Essaie de faire comme kwenspc dans un autre thread, et lance glaxium (apres un emerge) dans un terminal pour voir quel renderer OpenGL il prend.

----------

## kwenspc

plus précisement ici : https://forums.gentoo.org/viewtopic-t-336285.html

----------

## didier30

glaxium

Depth buffer depth : 24

Stencil buffer will be used for shadows.

Found textures in /usr/share/games/glaxium

Number of texture units               : 4

Number of general combiners available : 8

Nvidia NV2x video card found (geforce 3/4)

Glaxium will use anisotropy texture : 8.000000

Opened audio at 22050 Hz 16 bit stereo, 1024 bytes audio buffer

Number of mixing channels : 22

YES !!! I found a joystick...

OpenGL Info : NVIDIA Corporation

              GeForce FX 5700LE/AGP/SSE/3DNOW!

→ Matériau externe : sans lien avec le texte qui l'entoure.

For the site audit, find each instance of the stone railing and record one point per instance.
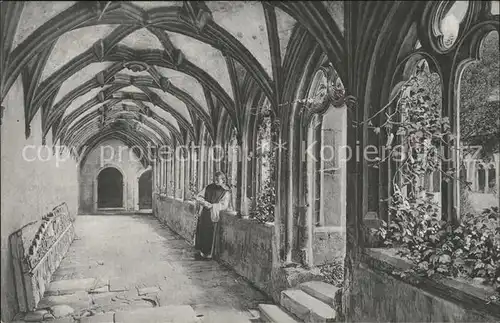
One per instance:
(382, 296)
(37, 250)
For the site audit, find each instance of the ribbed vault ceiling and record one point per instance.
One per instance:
(144, 72)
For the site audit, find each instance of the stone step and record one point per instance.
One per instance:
(306, 307)
(270, 313)
(164, 314)
(325, 292)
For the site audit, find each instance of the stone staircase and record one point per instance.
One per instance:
(312, 301)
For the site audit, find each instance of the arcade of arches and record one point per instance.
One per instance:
(123, 106)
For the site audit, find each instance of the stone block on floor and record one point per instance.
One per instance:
(118, 284)
(166, 314)
(147, 290)
(77, 301)
(61, 310)
(99, 318)
(323, 291)
(69, 286)
(35, 316)
(306, 307)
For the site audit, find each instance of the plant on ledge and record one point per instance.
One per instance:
(468, 248)
(263, 207)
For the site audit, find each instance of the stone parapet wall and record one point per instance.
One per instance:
(243, 245)
(379, 296)
(37, 250)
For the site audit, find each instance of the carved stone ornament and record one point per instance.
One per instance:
(326, 89)
(136, 66)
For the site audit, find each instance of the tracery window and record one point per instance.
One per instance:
(479, 112)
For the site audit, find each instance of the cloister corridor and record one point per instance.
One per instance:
(249, 161)
(142, 264)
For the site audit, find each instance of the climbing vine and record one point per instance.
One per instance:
(265, 201)
(469, 248)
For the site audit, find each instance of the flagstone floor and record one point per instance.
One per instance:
(132, 268)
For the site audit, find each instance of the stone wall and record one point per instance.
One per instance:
(110, 153)
(243, 245)
(32, 184)
(380, 297)
(329, 245)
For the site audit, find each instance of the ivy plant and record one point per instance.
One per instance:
(469, 248)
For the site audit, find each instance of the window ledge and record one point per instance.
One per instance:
(470, 294)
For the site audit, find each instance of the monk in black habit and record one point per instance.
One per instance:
(213, 198)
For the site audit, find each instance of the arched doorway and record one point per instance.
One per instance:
(145, 190)
(110, 188)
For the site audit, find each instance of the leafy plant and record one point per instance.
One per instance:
(193, 187)
(265, 201)
(469, 248)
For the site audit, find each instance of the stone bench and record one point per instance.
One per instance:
(37, 250)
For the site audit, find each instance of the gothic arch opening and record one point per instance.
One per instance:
(145, 190)
(110, 188)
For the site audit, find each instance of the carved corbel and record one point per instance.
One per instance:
(196, 13)
(178, 57)
(136, 66)
(98, 48)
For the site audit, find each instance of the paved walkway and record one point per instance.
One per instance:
(133, 262)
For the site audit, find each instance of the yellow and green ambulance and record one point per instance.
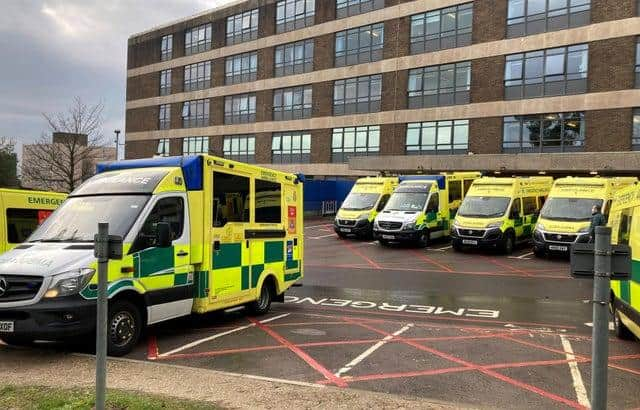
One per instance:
(22, 211)
(624, 220)
(367, 198)
(200, 233)
(499, 213)
(566, 215)
(422, 207)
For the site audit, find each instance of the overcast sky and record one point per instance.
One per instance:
(53, 50)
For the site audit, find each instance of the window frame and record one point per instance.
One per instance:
(421, 41)
(240, 148)
(287, 153)
(341, 153)
(240, 115)
(438, 147)
(358, 104)
(345, 55)
(511, 145)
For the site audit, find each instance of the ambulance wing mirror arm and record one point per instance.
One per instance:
(163, 235)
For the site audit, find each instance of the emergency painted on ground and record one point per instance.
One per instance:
(393, 307)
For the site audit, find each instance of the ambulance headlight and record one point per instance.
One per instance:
(69, 283)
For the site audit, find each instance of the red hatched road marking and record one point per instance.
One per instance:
(300, 353)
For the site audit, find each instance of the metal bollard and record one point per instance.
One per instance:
(600, 339)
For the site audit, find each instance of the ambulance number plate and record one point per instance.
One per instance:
(6, 327)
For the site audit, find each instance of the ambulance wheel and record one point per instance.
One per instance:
(424, 239)
(263, 304)
(16, 340)
(123, 328)
(508, 244)
(621, 331)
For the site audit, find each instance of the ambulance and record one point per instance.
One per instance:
(191, 245)
(499, 213)
(367, 198)
(566, 215)
(422, 207)
(22, 211)
(624, 220)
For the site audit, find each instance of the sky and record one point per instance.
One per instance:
(54, 50)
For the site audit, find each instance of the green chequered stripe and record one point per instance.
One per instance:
(273, 251)
(229, 256)
(153, 260)
(202, 284)
(256, 271)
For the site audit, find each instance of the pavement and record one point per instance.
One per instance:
(470, 329)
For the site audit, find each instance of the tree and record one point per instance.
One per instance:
(8, 163)
(64, 161)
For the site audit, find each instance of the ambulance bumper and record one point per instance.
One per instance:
(493, 238)
(51, 319)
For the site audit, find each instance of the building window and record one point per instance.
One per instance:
(291, 148)
(357, 95)
(346, 8)
(526, 17)
(197, 76)
(195, 145)
(294, 14)
(359, 45)
(438, 137)
(439, 85)
(164, 117)
(166, 47)
(242, 27)
(440, 29)
(294, 58)
(292, 103)
(163, 147)
(197, 39)
(555, 71)
(354, 141)
(241, 68)
(240, 109)
(195, 113)
(165, 82)
(636, 130)
(638, 57)
(240, 148)
(544, 133)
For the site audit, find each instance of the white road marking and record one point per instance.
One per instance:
(578, 384)
(370, 350)
(322, 236)
(218, 335)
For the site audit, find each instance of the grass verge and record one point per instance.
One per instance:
(46, 398)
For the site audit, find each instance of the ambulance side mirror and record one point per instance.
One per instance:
(163, 235)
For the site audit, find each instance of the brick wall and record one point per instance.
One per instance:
(608, 130)
(611, 64)
(485, 135)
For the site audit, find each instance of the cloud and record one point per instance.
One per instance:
(53, 50)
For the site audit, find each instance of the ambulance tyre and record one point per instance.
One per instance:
(263, 304)
(508, 244)
(621, 331)
(124, 327)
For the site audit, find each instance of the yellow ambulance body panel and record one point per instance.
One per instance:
(499, 212)
(624, 220)
(566, 215)
(22, 211)
(367, 198)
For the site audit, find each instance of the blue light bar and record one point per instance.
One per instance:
(191, 167)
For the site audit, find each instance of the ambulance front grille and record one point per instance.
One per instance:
(17, 288)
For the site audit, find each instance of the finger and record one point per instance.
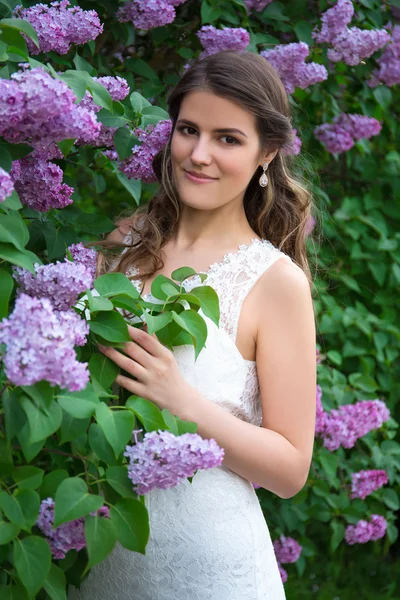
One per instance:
(124, 362)
(148, 342)
(135, 387)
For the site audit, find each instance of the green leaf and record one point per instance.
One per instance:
(51, 481)
(32, 560)
(8, 531)
(100, 446)
(6, 287)
(117, 426)
(118, 478)
(110, 326)
(131, 522)
(103, 369)
(21, 25)
(22, 508)
(28, 477)
(100, 538)
(157, 322)
(124, 141)
(14, 231)
(73, 501)
(41, 425)
(23, 259)
(209, 302)
(113, 284)
(195, 325)
(147, 412)
(55, 584)
(80, 405)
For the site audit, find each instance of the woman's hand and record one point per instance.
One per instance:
(158, 378)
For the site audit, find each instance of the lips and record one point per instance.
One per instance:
(199, 175)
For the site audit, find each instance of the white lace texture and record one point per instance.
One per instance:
(208, 539)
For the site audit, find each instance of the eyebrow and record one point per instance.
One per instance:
(224, 130)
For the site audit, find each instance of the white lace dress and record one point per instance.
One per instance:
(208, 539)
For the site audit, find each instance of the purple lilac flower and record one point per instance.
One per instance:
(84, 256)
(283, 573)
(149, 13)
(321, 418)
(294, 146)
(365, 482)
(65, 537)
(352, 421)
(334, 22)
(379, 525)
(58, 26)
(118, 89)
(6, 185)
(35, 108)
(388, 63)
(61, 282)
(287, 550)
(349, 45)
(365, 531)
(162, 460)
(39, 184)
(214, 40)
(153, 138)
(289, 62)
(256, 5)
(40, 345)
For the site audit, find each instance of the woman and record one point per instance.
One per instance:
(252, 388)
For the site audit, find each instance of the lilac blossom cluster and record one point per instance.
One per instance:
(39, 184)
(58, 26)
(344, 426)
(365, 531)
(215, 40)
(118, 89)
(256, 5)
(364, 483)
(162, 460)
(287, 550)
(6, 185)
(289, 62)
(345, 130)
(146, 14)
(139, 164)
(35, 108)
(40, 345)
(349, 45)
(65, 537)
(61, 282)
(84, 256)
(294, 146)
(388, 71)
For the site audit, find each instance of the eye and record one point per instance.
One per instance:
(182, 127)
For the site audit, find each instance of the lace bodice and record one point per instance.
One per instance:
(220, 372)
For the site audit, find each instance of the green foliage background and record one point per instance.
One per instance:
(355, 252)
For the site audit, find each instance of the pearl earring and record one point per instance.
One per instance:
(263, 181)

              1.5.3 NVIDIA 71.74

Fatal signal: Segmentation Fault (SDL Parachute Deployed)

----------

## kwenspc

en effet c'est encore plus bizarre que moi  :Confused: 

il prend bien les bonnes lib opengl, mais là c'est sdl qui foire 

faudrait des spécialistes nvidia. as tu essayés de downgradés tes drivers? (c'ets un petit peu empirique comme méthode mais nvidia ça fait 1 ans que j'y ait pas touché...)

----------

## didier30

 *kwenspc wrote:*   

> en effet c'est encore plus bizarre que moi 
> 
> il prend bien les bonnes lib opengl, mais là c'est sdl qui foire 
> 
> faudrait des spécialistes nvidia. as tu essayés de downgradés tes drivers? (c'ets un petit peu empirique comme méthode mais nvidia ça fait 1 ans que j'y ait pas touché...)

 

ça me rassure pas tout ça  :Crying or Very sad: 

j'essay de downgrader mes pilotes en 6629

----------

## marvin rouge

est ce que tu as des erreurs dans tes logs ?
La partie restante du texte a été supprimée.